After upgrading the EDW to DB2 9.5 on LUW, Row Compression was the first
feature we wanted to implement amongst other features as it clearly
gave the biggest bang for the buck.
Benefits:-
As
Row Compression reduces average record length and stores more number of
rows per page, it directly reduces storage space needs. This also
benefits in reduced I/O and increases throughput. Backup and Recovery
can also be faster due to reduced database size. Only downside however
is the increased CPU utilization (roughly 10%) needed to carry out
compression and de-compression.
Selecting Candidate Tables:-
Largest
tables are always the best candidates for compression. Each of the 15
tables we picked up ranged between 300 GB to 1.1 TB in size and between 2
billion to 5 billion in number of rows. We did not anticipate as much
higher compression ratio on these tables as theoretically possible,
because most of the columns in these tables were integers and dates.
Though, the compression estimates carried out did match closely to what
we finally achieved.
Pre-Compression Considerations:-
Converting
the tablespace to LARGE, particularly for tables with smaller average
record length, is very important before proceeding to compress. LARGE
tablespaces enables storage of more that 254 rows per page which is a
limitation on REGULAR tablespace. As compression reduces the record
length, there is a greater need to be able to store more rows per page.
Compression ratio, dictionary size, and space savings can be estimating in advance using INSPECT command along with db2inspf
format utility. Knowing space saving estimates also helps in selecting
right candidates for compression. Steps to derive estimates can be
illustrated by below example. Note however that in a multi-partitioned
environment separate output is produced for each logical partition.

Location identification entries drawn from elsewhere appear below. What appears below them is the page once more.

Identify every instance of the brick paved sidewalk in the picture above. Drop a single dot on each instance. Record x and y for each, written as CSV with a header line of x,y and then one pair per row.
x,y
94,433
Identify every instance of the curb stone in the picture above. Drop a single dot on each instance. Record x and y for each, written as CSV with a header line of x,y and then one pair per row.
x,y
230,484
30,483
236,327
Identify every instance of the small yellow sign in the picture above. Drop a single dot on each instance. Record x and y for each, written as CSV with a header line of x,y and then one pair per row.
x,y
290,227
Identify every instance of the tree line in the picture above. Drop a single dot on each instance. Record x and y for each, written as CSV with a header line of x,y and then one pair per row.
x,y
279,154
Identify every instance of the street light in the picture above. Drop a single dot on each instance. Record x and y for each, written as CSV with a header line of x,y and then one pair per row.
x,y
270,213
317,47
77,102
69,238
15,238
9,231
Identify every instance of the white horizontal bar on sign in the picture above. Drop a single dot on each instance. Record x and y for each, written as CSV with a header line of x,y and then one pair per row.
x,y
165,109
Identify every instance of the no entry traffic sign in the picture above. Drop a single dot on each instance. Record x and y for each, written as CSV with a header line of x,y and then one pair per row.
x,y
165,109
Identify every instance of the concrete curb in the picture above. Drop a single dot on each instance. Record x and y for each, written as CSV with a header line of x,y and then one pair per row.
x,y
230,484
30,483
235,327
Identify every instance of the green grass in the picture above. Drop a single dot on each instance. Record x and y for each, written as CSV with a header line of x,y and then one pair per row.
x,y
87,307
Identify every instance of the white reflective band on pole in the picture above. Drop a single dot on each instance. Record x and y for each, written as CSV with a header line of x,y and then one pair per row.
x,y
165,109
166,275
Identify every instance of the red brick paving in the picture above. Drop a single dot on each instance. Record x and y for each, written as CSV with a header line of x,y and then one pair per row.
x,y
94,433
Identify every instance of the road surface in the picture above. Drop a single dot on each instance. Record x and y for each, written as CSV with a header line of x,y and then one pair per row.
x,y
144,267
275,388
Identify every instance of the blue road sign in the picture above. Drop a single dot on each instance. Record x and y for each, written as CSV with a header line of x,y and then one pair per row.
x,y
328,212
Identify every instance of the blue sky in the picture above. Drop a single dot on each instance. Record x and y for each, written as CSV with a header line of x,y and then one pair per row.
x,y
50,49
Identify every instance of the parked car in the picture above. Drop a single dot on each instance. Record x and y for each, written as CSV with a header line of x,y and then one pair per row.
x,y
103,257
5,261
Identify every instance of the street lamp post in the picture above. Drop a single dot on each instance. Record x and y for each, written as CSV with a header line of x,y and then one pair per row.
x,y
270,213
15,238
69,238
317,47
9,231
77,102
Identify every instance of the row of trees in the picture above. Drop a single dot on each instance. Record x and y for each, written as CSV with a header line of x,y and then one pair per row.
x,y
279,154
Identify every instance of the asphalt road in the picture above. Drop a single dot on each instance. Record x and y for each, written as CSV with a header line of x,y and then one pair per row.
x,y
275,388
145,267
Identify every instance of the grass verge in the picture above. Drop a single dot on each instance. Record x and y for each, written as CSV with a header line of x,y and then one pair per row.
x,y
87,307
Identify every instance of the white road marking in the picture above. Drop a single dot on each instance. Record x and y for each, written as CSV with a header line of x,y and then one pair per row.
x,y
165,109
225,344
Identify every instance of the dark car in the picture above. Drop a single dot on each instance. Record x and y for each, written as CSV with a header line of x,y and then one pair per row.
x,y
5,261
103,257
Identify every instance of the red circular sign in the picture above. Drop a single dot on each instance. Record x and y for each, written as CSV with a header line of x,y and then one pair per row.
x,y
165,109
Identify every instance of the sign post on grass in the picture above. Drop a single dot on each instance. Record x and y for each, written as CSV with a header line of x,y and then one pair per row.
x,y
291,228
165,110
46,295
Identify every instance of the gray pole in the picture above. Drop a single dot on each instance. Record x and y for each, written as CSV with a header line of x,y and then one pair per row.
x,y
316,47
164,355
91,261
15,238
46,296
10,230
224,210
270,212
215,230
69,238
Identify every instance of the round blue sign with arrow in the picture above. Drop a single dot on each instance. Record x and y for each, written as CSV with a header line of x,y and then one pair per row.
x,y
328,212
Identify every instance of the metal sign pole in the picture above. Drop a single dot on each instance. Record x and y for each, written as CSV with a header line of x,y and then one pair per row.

inspect rowcompestimate table name $table schema $schema results keep $file;
db2inspf $file $file.txt
Two Approaches on Compressing Existing Tables:-
Option# 1: Offline Reorg
In
this approach, existing tablespace is firstly converted to LARGE, and
then tables are enabled for compression using ALTER TABLE…COMPRESS YES
clause followed by an offline REORG to build a compression dictionary.
If there are multiple tables in the tablespace, we start with the
smallest tables so that any unused extents hiding below HWM are freed
and can be used for Reorg of larger tables.
Pros: - REORG scans all rows and builds the most optimal compression dictionary
-
System temporary tablespace can be used for shadow copy (space
equivalent to that of compressed table) to offload data during REORG.
-
Partitions (or Ranges) in a Partitioned Tables are Reorg-ed
sequentially, needing shadow copy space only equivalent to largest of
the partitions.
- Suitable for small DMS tablespaces having one or more tables
Cons:- Table needs to be offline for the duration of REORG.
Example:
alter tablespace $tbspace convert to LARGE;
alter table $schema.$table compress yes;
reorg table $schema.$table use $systempspace resetdictionary;
-- Alternative Approach:
-- inspect rowcompestimate table $table schema $schema;
-- reorg table $schema.$table use $systempspace keepdictionary;
runstats on table $schema.$table with distribution and indexes all;
list tablespaces show detail;
alter tablespace $tbspace reduce (all n K);
Option# 2: Copy and Rename
This
approach, suitable for large tablespaces, consists of copying existing
tables to a new tablespace, compressing the new table and swapping names
of new and existing tables. An offline REORG is performed on new table
using sampled data from existing table to build compression dictionary.
Pros:- Table can be online except for the momentary switch to rename it.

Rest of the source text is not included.